Private respondents also maintain that petitioner has no cause of action since the remedy that should be pursued is an action for annulment and not for declaration of nullity.  Private respondents therefore pray for the dismissal of this petition on the ground of lack of cause of action.

Before ruling on this procedural matter, a distinction between an action for annulment and one for declaration of nullity of an agreement is called for.

An action for annulment of contract is one filed where consent is vitiated by lack of legal capacity of one of the contracting parties, or by mistake, violence, intimidation, undue influence or fraud.[29] By its very nature, annulment contemplates a contract which is voidable, that is, valid until annulled.
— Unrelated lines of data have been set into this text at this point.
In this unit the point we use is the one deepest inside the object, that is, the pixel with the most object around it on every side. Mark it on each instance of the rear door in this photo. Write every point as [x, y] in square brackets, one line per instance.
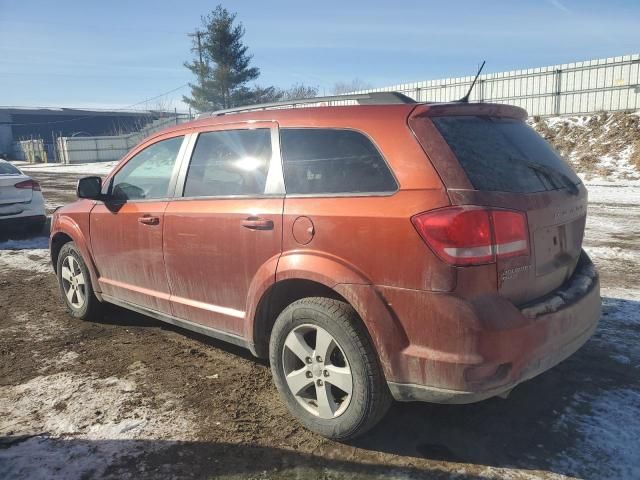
[225, 232]
[508, 165]
[126, 231]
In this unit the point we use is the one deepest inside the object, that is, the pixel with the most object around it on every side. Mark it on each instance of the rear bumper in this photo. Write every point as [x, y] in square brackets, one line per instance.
[493, 346]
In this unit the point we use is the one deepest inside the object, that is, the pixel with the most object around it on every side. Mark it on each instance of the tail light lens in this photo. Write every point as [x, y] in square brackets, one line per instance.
[30, 184]
[471, 235]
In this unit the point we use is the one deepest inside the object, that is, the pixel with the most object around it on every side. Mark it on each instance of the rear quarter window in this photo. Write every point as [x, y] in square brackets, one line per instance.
[330, 161]
[504, 154]
[8, 169]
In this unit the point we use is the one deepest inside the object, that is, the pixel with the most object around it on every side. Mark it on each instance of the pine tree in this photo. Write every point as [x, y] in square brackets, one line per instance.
[222, 65]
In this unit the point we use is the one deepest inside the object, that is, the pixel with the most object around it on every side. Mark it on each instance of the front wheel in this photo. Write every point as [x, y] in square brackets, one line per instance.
[326, 368]
[75, 283]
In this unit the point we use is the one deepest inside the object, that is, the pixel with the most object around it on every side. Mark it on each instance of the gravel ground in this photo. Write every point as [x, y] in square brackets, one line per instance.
[130, 397]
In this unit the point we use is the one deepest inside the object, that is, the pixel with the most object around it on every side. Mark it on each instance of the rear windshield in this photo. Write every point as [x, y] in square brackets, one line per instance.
[504, 154]
[8, 169]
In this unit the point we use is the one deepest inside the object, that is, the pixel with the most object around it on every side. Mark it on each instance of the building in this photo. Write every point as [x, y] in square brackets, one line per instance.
[47, 124]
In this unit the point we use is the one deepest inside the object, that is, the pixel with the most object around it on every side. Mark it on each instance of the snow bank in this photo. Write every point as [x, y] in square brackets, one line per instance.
[606, 145]
[84, 425]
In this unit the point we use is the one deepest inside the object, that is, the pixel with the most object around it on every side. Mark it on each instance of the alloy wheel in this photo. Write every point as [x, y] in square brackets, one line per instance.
[317, 371]
[73, 282]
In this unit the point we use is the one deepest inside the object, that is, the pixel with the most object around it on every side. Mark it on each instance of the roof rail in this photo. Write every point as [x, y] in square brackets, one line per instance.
[373, 98]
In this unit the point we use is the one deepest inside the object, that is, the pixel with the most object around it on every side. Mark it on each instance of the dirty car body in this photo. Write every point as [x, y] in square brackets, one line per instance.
[452, 231]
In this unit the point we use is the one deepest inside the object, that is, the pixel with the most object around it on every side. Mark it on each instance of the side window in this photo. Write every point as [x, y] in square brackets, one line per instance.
[229, 162]
[147, 174]
[324, 161]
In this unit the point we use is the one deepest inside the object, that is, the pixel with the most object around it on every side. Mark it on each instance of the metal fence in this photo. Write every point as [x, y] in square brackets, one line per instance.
[609, 84]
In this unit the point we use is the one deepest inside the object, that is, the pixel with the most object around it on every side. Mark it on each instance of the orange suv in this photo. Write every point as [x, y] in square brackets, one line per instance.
[381, 250]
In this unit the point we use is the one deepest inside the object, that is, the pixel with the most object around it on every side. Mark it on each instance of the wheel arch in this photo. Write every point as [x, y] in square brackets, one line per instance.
[67, 230]
[275, 299]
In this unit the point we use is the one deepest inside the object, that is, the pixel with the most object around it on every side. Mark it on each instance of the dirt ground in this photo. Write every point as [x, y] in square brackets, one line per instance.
[129, 397]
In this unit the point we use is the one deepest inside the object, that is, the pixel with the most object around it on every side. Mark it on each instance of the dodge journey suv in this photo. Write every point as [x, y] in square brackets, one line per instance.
[378, 250]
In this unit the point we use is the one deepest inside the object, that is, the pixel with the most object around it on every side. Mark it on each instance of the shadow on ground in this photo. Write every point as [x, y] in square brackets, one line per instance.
[43, 457]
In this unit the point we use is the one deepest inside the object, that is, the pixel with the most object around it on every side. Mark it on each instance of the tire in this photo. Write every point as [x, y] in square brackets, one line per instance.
[299, 328]
[83, 303]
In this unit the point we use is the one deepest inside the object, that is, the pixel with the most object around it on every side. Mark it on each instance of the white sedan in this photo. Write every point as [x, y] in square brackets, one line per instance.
[21, 200]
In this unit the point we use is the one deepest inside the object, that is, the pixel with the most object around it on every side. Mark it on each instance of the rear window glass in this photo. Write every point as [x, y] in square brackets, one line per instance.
[8, 169]
[326, 161]
[504, 154]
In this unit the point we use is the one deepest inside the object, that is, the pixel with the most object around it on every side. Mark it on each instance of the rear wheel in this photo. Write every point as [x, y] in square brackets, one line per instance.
[75, 283]
[326, 368]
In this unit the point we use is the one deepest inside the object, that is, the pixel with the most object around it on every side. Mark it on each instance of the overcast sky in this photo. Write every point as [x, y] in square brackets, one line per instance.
[117, 53]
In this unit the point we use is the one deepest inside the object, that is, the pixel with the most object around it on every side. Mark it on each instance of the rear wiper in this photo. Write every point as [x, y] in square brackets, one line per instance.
[552, 174]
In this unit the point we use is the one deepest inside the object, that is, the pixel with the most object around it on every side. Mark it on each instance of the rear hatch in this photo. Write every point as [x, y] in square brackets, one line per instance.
[490, 157]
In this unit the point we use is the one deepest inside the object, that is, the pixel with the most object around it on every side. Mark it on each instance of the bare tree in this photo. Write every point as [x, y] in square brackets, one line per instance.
[355, 85]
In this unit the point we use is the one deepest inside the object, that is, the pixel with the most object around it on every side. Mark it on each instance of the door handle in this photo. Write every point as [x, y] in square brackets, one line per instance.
[149, 220]
[257, 223]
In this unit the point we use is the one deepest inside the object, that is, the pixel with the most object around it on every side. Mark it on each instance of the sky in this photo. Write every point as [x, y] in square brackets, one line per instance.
[117, 54]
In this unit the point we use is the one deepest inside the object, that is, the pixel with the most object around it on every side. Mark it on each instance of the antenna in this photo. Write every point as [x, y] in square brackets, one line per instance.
[465, 99]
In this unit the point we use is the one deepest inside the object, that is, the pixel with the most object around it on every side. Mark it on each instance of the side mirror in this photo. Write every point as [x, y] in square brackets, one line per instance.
[90, 187]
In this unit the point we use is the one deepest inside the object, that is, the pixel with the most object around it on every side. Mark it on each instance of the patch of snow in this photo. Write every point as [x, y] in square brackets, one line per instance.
[36, 260]
[25, 244]
[606, 428]
[612, 253]
[83, 425]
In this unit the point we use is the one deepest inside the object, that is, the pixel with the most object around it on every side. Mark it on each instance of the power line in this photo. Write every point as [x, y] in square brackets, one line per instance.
[85, 117]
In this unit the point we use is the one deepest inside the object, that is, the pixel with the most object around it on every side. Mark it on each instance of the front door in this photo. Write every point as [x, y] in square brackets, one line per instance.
[127, 229]
[226, 230]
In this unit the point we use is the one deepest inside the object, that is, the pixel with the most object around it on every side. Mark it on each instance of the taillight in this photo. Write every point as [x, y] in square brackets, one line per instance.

Such contract is binding on all the contracting parties until annulled and set aside by a court of law.  It may be ratified.  An action for annulment of contract has a four-year prescriptive period.[30]

On the other hand, an action for declaration of nullity of contract presupposes a void contract or one where all of the requisites prescribed by law for contracts are present but the cause, object or purpose is contrary to law, morals, good customs, public order or public policy, prohibited by law or declared by law to be void.[31] Such contract as a rule produces no legal and binding effect even if it is not set aside by direct legal action.  Neither may it be ratified. An action for the declaration of nullity of contract is imprescriptible.[32]
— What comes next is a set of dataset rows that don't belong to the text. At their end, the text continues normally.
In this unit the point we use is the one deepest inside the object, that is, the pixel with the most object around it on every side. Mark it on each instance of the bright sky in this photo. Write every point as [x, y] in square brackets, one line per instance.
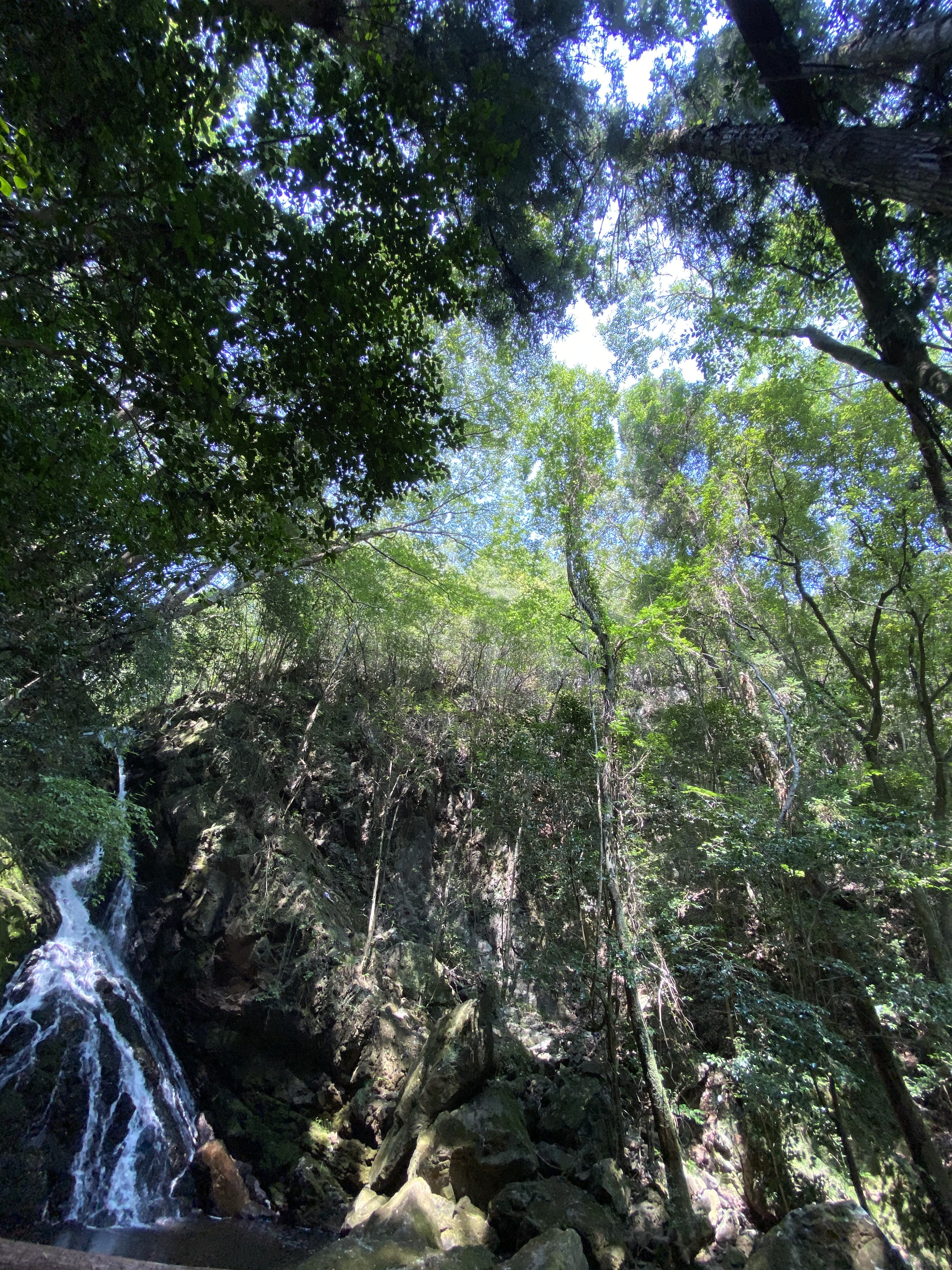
[584, 346]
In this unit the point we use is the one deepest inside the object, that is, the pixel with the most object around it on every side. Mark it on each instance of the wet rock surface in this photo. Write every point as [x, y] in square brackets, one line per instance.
[827, 1238]
[524, 1211]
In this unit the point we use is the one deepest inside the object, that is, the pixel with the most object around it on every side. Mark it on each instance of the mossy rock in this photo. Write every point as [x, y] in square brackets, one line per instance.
[25, 919]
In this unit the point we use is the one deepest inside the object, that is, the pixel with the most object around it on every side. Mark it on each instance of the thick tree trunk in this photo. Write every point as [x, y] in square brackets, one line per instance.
[920, 665]
[894, 326]
[927, 918]
[926, 1156]
[847, 1145]
[927, 45]
[691, 1231]
[904, 164]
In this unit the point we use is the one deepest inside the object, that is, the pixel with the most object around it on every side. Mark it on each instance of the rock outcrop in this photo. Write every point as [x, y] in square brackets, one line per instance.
[827, 1238]
[456, 1061]
[477, 1150]
[525, 1211]
[555, 1250]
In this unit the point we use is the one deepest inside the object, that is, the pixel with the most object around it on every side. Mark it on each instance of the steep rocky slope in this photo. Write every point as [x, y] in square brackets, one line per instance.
[251, 939]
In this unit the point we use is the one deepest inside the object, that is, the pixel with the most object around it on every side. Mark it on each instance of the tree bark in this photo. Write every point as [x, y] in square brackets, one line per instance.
[926, 45]
[904, 164]
[847, 1145]
[926, 1156]
[691, 1231]
[940, 952]
[926, 700]
[892, 321]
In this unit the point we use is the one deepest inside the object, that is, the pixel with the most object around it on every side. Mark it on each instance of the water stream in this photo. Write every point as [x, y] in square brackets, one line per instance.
[110, 1110]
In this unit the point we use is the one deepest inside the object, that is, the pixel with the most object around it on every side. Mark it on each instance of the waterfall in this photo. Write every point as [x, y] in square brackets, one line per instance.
[110, 1110]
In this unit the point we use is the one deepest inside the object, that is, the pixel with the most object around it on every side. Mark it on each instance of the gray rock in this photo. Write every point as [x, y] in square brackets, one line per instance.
[827, 1238]
[579, 1117]
[554, 1160]
[315, 1198]
[417, 976]
[609, 1184]
[400, 1233]
[455, 1063]
[647, 1222]
[477, 1150]
[555, 1250]
[417, 1212]
[524, 1211]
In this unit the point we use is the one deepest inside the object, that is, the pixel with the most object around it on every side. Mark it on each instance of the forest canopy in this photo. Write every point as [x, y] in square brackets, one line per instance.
[284, 428]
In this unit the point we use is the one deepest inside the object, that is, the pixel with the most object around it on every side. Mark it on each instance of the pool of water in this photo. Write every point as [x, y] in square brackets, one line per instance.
[200, 1243]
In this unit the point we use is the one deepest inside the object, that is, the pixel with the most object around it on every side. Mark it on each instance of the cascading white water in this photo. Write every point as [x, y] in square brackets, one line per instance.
[74, 1027]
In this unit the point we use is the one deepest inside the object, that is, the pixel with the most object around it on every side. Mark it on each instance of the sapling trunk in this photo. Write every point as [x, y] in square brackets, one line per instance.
[691, 1231]
[847, 1145]
[940, 953]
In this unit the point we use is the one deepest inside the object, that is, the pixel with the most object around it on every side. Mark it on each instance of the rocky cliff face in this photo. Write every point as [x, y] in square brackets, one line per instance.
[318, 1062]
[249, 943]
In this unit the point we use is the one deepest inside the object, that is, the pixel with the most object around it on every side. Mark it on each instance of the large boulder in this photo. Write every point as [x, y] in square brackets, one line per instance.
[315, 1198]
[413, 1227]
[226, 1188]
[555, 1250]
[827, 1238]
[578, 1116]
[455, 1063]
[524, 1211]
[609, 1184]
[477, 1150]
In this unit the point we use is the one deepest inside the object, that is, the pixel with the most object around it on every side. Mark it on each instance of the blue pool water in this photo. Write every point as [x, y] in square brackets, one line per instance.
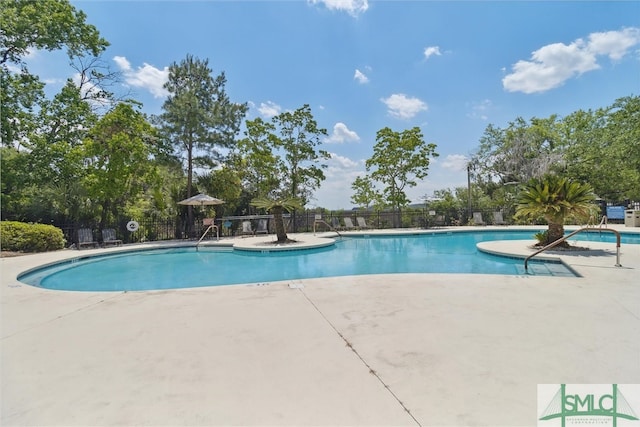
[185, 267]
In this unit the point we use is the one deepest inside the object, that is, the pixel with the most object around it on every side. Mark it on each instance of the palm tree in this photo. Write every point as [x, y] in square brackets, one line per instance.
[555, 198]
[277, 208]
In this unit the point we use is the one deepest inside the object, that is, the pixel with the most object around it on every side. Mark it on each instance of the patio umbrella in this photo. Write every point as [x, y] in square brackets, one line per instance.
[201, 200]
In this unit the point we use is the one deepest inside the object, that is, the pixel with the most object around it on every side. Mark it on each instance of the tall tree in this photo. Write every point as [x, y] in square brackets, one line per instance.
[518, 153]
[365, 193]
[256, 160]
[46, 24]
[399, 160]
[198, 118]
[299, 139]
[282, 159]
[602, 147]
[118, 154]
[555, 198]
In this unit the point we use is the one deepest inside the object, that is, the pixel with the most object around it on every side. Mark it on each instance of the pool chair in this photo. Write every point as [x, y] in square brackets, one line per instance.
[109, 237]
[438, 221]
[263, 227]
[348, 223]
[247, 228]
[362, 224]
[498, 219]
[477, 219]
[335, 223]
[85, 238]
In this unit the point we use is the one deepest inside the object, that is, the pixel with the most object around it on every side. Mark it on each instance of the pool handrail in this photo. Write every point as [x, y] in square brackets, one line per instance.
[557, 242]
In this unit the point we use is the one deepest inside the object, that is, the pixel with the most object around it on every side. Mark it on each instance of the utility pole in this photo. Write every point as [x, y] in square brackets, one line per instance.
[469, 191]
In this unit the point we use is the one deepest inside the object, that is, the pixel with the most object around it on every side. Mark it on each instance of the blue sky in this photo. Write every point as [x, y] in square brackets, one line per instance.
[451, 68]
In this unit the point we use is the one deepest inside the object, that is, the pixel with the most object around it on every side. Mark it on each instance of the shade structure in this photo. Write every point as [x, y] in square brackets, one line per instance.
[201, 200]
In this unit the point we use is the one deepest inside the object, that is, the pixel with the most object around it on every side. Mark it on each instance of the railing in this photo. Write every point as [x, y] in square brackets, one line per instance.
[557, 242]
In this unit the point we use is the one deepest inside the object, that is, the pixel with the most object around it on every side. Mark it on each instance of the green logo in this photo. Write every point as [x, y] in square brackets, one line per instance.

The petitioner's pleading was for the declaration of nullity of the extrajudicial settlement of estate. However, this did not necessarily mean the automatic dismissal of the case on the ground of lack of cause of action.

Granting that the action filed by petitioner was incompatible with her allegations, it is not the caption of the pleading but the allegations that determine the nature of the action.[33] The court should grant the relief warranted by the allegations and the proof even if no such relief is prayed for.[34] In this case, the allegations in the pleading and the evidence adduced point to no other remedy but to annul the extrajudicial settlement of estate because of vitiated consent.
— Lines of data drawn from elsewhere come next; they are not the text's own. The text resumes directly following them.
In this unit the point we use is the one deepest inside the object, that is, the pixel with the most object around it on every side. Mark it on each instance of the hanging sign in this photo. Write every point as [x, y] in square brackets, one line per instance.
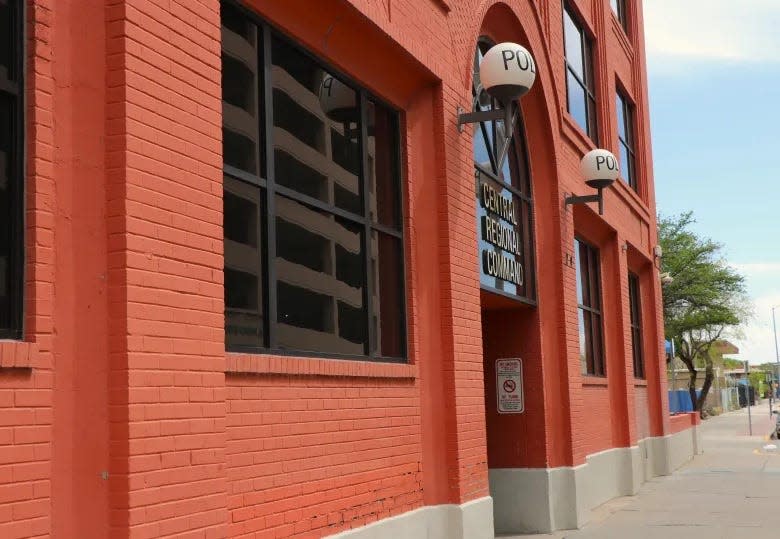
[509, 386]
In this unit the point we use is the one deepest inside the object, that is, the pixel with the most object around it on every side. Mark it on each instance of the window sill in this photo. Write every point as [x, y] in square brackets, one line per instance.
[308, 366]
[594, 381]
[17, 354]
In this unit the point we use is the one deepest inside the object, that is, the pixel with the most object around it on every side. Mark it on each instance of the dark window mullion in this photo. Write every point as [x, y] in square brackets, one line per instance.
[317, 203]
[269, 252]
[15, 90]
[238, 174]
[368, 281]
[387, 230]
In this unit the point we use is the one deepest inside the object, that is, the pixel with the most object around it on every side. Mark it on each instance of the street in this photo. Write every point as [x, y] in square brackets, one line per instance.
[731, 491]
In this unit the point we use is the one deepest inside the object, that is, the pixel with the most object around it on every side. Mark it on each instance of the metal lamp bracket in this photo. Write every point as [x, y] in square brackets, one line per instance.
[507, 113]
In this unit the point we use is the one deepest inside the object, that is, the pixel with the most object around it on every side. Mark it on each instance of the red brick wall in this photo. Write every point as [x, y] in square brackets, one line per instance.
[318, 455]
[26, 368]
[165, 269]
[124, 283]
[642, 412]
[595, 432]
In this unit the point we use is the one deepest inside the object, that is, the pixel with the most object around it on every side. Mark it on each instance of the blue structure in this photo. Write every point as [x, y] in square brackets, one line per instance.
[680, 401]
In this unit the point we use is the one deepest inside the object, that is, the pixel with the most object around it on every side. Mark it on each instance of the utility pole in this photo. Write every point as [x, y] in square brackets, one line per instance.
[777, 355]
[747, 394]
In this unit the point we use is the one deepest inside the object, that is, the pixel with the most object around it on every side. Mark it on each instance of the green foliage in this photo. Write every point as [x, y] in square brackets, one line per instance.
[731, 364]
[704, 298]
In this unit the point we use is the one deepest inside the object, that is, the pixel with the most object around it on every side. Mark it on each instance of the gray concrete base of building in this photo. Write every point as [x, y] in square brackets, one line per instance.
[472, 520]
[545, 500]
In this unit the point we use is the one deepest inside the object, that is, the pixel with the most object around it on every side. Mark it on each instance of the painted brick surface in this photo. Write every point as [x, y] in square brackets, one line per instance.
[147, 428]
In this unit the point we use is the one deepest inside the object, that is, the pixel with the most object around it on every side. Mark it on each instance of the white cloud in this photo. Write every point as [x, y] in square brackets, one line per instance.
[756, 343]
[757, 268]
[684, 32]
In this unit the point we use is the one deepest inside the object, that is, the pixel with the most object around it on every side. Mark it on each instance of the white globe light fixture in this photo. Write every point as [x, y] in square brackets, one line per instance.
[599, 169]
[507, 72]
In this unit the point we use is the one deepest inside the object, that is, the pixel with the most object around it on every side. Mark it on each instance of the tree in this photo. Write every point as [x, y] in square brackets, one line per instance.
[705, 297]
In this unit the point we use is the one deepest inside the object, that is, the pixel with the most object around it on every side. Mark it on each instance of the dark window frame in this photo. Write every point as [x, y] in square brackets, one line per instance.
[523, 190]
[13, 91]
[627, 142]
[620, 10]
[264, 180]
[590, 276]
[586, 81]
[635, 308]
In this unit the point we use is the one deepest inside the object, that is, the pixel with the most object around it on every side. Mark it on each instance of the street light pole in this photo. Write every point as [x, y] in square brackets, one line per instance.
[777, 355]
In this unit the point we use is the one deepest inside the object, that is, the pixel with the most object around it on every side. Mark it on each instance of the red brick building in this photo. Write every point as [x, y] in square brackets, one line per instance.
[254, 280]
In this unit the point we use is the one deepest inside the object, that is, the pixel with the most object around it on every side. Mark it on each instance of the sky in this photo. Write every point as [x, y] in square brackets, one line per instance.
[714, 75]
WHEREFORE, the decision of the Court of Appeals dated 23 May 1996 is hereby REVERSED. The extrajudicial settlement of the estate of Tomasina Paul and Jose Sebastian is hereby ANNULLED and SET ASIDE.  No cost.

SO ORDERED.

Panganiban, (Chairman), and Sandoval-Gutierrez, JJ., concur.
Carpio-Morales, J., on official leave.



[1] Penned by Associate Justice Alfredo L. Benipayo (now Solicitor General), concurred in by Associate Justices Buenaventura J. Guerrero and Romeo A. Brawner of the Tenth Division.

[2] Penned by Executive Judge Bonifacio O. Bueno; Rollo, pp. 32-36.

[3] Records, pp. 1-4.

[4] Records, pp. 21-25.

[5] Records, pp. 47-52.

[6] Records, pp. 241-242.

[7] Rollo, pp. 32-36.

[8] Rollo, pp. 12-17.

[9] Tolentino, Commentaries and Jurisprudence on the Civil Code of the Philippines (Vol. 4, 1997) at 447 citing 8 Manresa 648 and 4 Sanchez Roman 191.

[10] Id. citing A. Magsaysay, Inc. sv. Cebu Portland Cement Co., 53 O.G. 663 (1957).

[11] Id. at 475 citing 8 Manresa 663.

[12] Id. citing Muñoz, p. 400.

[13] Art. 1331, Civil Code.

[14] Id. See Code Commission at 136.

[15] Hemedes vs. Court of Appeals, 316 SCRA 347 [1999].

[16] Arriola vs. Mahilum, 337 SCRA 464 [2000].

[17] Id. citing cases.

[18] Art. 1330, Civil Code.

[19] Tolentino at 476, citing cases.

[20] Cenido vs. Apacionado, 318 SCRA 688 [1999].

[21] TSN, July 17, 1991, pp. 4-5.

[22] TSN, September 22, 1992, pp. 50-57.

[23] TSN, September 22, 1992, pp. 54-56.

[24] 104 SCRA 151 [1981].

[25] 158 SCRA 138 [1988].

[26] Id.

[27] Batingal vs. Court of Appeals, 351 SCRA 60 [2001].

[28] Magellan Capital Management Corporation vs. Zosa, 355 SCRA 157 [2001].

[29] Art. 1390, Civil Code.

[30] Art. 1391, Civil Code.

[31] Art. 1409, Civil Code.

[32] Art. 1410, Civil Code.

[33] Almuete vs. Andres, 369 SCRA 619 [2001].

[34] Ras vs. Sua, G.R. No. L-23302, 25 September 1968.